# Company Banned Me for Life



## lostinberlin (Dec 27, 2021)

What kind of legal help should I seek? 

-------
Hi there - For several years, I've been a member of Factory Berlin.

I've had several weird experiences, including one time a security guard inappropriately holding me at the entrance of an event (I made no indication that I was going into the event and did have a ticket).

Most recently, I was banned for life after I tried to buy snacks about 5 minutes before closing time. I would have left on time if the guy at the front desk hadn't stopped me.

Anyways, I've had staff lie on other occassions and had to file a GDPR request. This is the second time I've had to deal with this stress, not to mention mail mishandling.

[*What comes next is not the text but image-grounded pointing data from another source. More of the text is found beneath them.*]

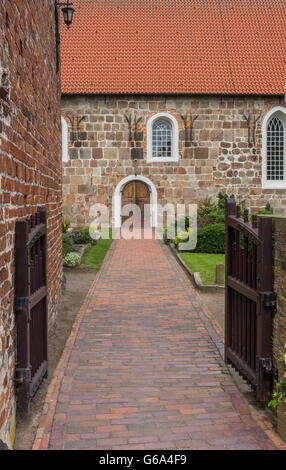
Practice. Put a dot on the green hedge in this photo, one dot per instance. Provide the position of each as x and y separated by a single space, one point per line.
211 239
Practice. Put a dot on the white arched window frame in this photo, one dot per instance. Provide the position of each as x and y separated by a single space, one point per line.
65 142
174 132
274 149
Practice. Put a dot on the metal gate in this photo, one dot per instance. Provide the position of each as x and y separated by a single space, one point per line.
249 299
31 306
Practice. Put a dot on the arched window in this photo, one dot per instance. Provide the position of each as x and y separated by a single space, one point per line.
274 149
162 138
65 145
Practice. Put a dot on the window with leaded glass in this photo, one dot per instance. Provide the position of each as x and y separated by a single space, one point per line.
275 161
162 139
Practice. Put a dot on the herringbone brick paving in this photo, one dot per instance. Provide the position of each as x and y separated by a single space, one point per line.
144 371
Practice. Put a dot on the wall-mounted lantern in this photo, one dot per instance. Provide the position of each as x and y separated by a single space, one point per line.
68 12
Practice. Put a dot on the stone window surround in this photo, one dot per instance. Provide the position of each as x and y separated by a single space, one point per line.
175 138
65 140
268 184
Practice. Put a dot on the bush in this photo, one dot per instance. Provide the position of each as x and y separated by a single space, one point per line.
67 244
211 239
66 225
80 236
71 259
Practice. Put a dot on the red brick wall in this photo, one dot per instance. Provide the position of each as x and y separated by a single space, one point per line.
30 163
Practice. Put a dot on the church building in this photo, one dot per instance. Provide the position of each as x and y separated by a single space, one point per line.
173 101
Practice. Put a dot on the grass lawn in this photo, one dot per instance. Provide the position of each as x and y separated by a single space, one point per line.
96 254
204 263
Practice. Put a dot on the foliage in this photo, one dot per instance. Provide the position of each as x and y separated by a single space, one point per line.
204 263
66 225
211 239
279 394
67 245
267 211
80 236
211 213
71 259
95 255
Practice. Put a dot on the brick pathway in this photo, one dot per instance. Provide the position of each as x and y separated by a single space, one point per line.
142 369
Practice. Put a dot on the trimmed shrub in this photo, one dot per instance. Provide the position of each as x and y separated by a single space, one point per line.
80 236
67 244
211 239
71 259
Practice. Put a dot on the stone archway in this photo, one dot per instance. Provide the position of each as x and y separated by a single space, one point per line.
117 199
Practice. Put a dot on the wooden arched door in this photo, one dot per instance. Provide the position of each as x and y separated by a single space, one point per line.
137 192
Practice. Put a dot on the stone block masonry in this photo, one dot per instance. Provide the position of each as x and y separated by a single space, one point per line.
279 323
30 164
217 158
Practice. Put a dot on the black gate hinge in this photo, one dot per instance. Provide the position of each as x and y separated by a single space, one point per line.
266 363
23 303
269 299
22 375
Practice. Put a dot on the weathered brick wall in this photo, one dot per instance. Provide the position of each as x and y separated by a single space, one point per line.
279 323
30 163
218 159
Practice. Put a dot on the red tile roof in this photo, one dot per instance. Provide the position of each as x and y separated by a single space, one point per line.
175 46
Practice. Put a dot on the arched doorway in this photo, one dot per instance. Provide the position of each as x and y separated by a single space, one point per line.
117 199
138 193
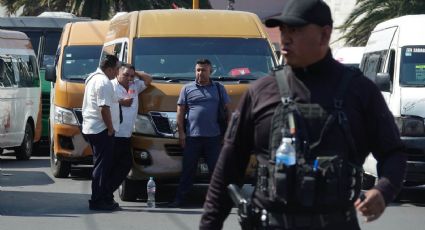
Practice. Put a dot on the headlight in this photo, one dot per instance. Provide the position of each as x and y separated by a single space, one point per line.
143 125
410 126
65 116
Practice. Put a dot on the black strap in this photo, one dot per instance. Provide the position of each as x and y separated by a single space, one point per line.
339 115
121 118
282 82
220 97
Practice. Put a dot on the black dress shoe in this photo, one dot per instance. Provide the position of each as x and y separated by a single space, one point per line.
113 202
102 205
175 204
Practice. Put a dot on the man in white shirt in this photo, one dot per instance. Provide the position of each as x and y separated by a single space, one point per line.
127 90
101 120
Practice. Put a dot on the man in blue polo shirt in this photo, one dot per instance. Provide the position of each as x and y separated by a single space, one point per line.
199 102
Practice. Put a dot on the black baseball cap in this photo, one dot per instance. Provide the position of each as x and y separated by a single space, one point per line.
302 12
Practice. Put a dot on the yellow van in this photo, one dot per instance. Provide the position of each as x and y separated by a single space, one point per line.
78 55
166 44
20 95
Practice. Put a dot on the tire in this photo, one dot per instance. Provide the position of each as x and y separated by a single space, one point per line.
129 190
60 169
24 151
368 181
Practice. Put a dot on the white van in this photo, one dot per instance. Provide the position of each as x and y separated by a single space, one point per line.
20 124
394 58
350 56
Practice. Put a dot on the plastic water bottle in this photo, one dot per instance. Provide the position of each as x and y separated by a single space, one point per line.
151 189
285 154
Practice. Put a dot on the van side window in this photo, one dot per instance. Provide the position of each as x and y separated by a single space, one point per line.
117 50
373 63
7 77
124 58
391 65
107 50
27 72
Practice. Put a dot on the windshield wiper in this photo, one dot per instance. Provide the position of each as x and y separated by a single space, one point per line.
171 79
239 80
75 79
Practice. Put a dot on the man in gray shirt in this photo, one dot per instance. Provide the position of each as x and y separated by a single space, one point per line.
199 102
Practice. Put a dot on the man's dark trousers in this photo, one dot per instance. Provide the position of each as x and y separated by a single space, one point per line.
195 146
122 161
103 149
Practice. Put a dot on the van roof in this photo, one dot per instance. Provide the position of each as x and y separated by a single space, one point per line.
349 55
408 25
9 34
87 33
28 22
200 23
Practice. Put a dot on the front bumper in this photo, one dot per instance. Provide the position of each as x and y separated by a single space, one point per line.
166 160
69 142
415 149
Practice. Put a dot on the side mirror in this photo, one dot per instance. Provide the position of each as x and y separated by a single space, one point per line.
382 80
278 53
50 73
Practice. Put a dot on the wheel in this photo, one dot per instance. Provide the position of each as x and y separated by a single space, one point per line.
24 151
60 169
368 181
129 190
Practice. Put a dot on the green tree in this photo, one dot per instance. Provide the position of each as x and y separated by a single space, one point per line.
98 9
368 13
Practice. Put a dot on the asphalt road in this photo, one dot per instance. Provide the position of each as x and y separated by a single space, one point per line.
31 198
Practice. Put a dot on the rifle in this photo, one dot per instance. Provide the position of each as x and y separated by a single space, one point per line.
244 207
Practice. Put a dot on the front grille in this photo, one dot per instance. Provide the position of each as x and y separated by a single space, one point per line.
173 150
79 115
415 154
161 123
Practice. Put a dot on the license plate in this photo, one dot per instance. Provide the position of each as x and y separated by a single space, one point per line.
203 167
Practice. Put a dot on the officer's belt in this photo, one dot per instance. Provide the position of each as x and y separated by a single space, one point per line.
290 221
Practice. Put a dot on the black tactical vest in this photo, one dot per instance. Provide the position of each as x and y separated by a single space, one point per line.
327 174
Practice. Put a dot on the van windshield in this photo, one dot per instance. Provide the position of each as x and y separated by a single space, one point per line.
231 58
80 61
412 68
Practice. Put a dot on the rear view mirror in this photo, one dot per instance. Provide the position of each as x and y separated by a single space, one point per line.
383 82
50 73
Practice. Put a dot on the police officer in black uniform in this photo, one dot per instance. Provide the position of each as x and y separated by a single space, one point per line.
306 27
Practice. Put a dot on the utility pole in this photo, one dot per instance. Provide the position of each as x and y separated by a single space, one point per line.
195 4
230 5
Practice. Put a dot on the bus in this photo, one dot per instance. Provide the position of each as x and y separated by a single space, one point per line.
19 95
44 32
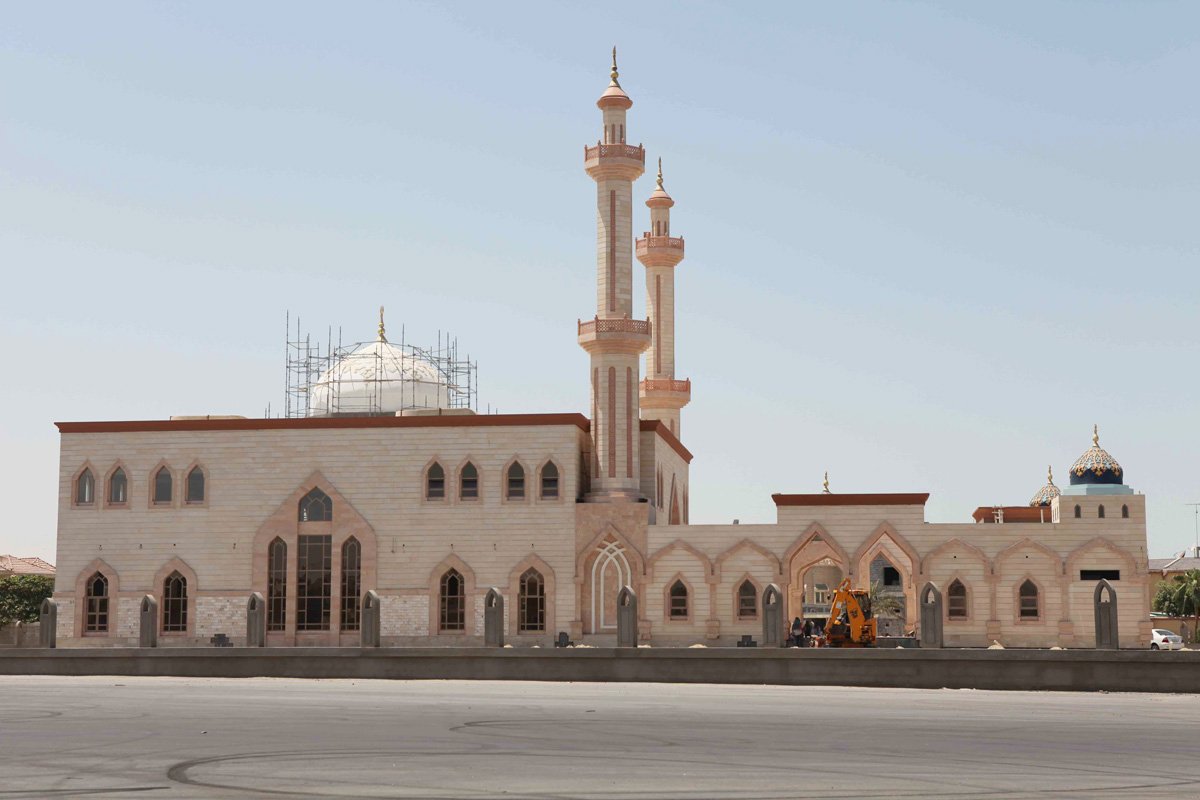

I definitely want to leave and switch to a new co-working space but also need to not be banned.

What sort of legal counsel should I seek?


----------



## ALKB (Jan 20, 2012)

lostinberlin said:


> What kind of legal help should I seek?
> 
> -------
> Hi there - For several years, I've been a member of Factory Berlin.
> ...


I don't think I really understand the situation.

The way you describe it, I wonder why you stayed in that place for so long. Good riddance?

Why does it matter whether you are banned or not?

If you want to bring a civil suit against them, you'll need to talk to a lawyer


----------



## Nononymous (Jul 12, 2011)

At this point let's all take a moment to enjoy the excellence of the word "Hausverbot".


----------